US 12,135,727 B2
File ingestion in a multi-tenant cloud environment
Tohru Hasegawa, Tokyo (JP); and Masaki Wakao, Sagamihara (JP)
Assigned to International Business Machines Corporation, Armonk, NY (US)
Filed by International Business Machines Corporation, Armonk, NY (US)
Filed on Nov. 15, 2021, as Appl. No. 17/526,622.
Prior Publication US 2023/0153313 A1, May 18, 2023
Int. Cl. G06F 16/2458 (2019.01); G06F 11/34 (2006.01); G06F 16/22 (2019.01); G06F 16/25 (2019.01)

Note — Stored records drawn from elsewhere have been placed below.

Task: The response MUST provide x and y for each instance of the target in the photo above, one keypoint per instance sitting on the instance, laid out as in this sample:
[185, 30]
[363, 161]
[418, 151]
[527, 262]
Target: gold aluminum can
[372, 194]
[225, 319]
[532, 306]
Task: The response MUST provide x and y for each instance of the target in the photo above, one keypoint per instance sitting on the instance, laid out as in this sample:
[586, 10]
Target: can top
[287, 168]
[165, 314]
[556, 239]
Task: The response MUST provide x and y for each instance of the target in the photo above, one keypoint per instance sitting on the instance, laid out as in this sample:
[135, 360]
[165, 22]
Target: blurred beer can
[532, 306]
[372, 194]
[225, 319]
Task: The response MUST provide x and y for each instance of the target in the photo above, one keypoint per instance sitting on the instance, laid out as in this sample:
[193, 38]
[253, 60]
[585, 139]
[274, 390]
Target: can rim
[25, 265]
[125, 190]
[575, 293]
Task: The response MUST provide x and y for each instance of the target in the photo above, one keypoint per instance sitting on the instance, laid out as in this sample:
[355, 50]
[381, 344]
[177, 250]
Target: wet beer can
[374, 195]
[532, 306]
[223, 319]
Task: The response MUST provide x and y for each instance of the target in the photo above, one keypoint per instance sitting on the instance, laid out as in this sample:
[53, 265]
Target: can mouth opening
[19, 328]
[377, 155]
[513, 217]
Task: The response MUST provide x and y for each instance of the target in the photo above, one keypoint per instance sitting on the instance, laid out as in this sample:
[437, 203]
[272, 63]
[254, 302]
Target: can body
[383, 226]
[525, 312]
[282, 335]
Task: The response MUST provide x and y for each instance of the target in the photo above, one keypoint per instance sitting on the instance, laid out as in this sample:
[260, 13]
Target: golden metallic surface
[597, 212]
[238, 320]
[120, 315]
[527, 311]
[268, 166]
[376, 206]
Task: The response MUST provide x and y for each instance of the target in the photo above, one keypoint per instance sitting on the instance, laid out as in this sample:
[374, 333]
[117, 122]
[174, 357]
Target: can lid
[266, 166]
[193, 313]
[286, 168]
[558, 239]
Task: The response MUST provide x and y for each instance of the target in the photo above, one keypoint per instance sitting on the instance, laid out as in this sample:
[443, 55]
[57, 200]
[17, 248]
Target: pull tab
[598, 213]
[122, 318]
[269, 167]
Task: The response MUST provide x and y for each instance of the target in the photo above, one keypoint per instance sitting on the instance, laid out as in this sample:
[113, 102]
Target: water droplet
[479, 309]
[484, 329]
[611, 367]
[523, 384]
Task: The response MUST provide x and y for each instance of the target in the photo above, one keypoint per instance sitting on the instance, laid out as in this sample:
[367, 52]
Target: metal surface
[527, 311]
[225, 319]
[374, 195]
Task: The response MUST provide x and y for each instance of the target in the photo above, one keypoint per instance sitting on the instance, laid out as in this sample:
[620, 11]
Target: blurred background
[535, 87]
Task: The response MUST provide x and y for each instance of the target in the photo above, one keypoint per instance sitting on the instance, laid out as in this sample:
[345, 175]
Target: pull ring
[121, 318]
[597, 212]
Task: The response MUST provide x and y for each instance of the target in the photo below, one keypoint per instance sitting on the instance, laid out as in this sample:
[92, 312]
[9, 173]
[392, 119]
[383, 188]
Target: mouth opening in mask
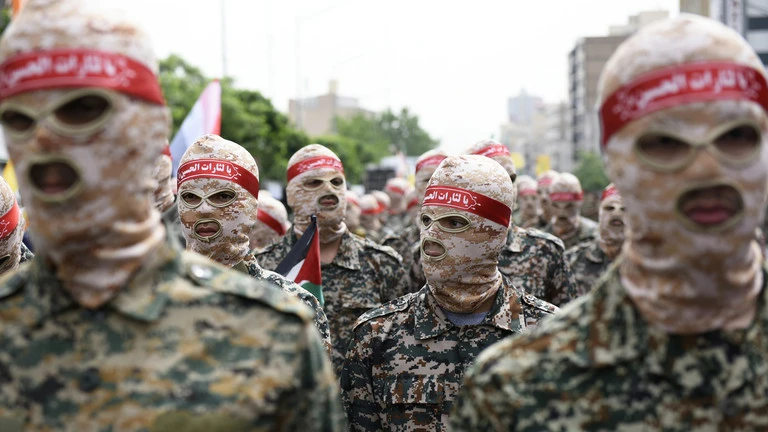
[711, 208]
[433, 249]
[207, 229]
[54, 180]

CPC G06F 16/2477 (2019.01) [G06F 11/3419 (2013.01); G06F 16/22 (2019.01); G06F 16/254 (2019.01); G06F 16/258 (2019.01)] 20 Claims
OG exemplary drawing
 
1. A computer-implemented method for ingesting, and transforming a file into a searchable state, the method comprising:
ingesting, by a processor, the file from a data source system storing the file, wherein a crawler accesses the data source system and retrieves the file based on an automated configuration to ingest one or more files associated with the data source system;
extracting, by the processor, text data and metadata from the file being ingested, including field names and values;
enriching, by the processor, the extracted text data by adding context to the extracted text data, wherein the context is selected from the group consisting of a part of speech, a descriptive tag, a keyword, a classification, and a sentiment;
identifying, by the processor, whether the file is divisible into a plurality of divided elements, based on the file type of the file being ingested, where each of the plurality of divided elements are treated as independent data;
for each file that is identified as divisible based on the file type, transforming, by the processor, the file into the searchable state by:
dividing, by the processor, the file into the plurality of divided elements;
generating, by the processor, an estimate of ingestion time (G) for each of the divided elements of the file, wherein the estimated ingestion time considers a number of the divided elements in the file, an amount of data included in the divided elements of the file, a start time of ingestion of the file, and an ingestion time estimated with a maximum number of users using computing resources simultaneously;
scaling, by the processor, the computing resources up or down based on the generated estimate of the ingestion time and the maximum number of users; and
indexing, by the processor, the text data and metadata extracted from the file as search data, to an index and inserting the estimate of ingestion time for each of the divided elements of the file into an internal field of the search data of the file being indexed.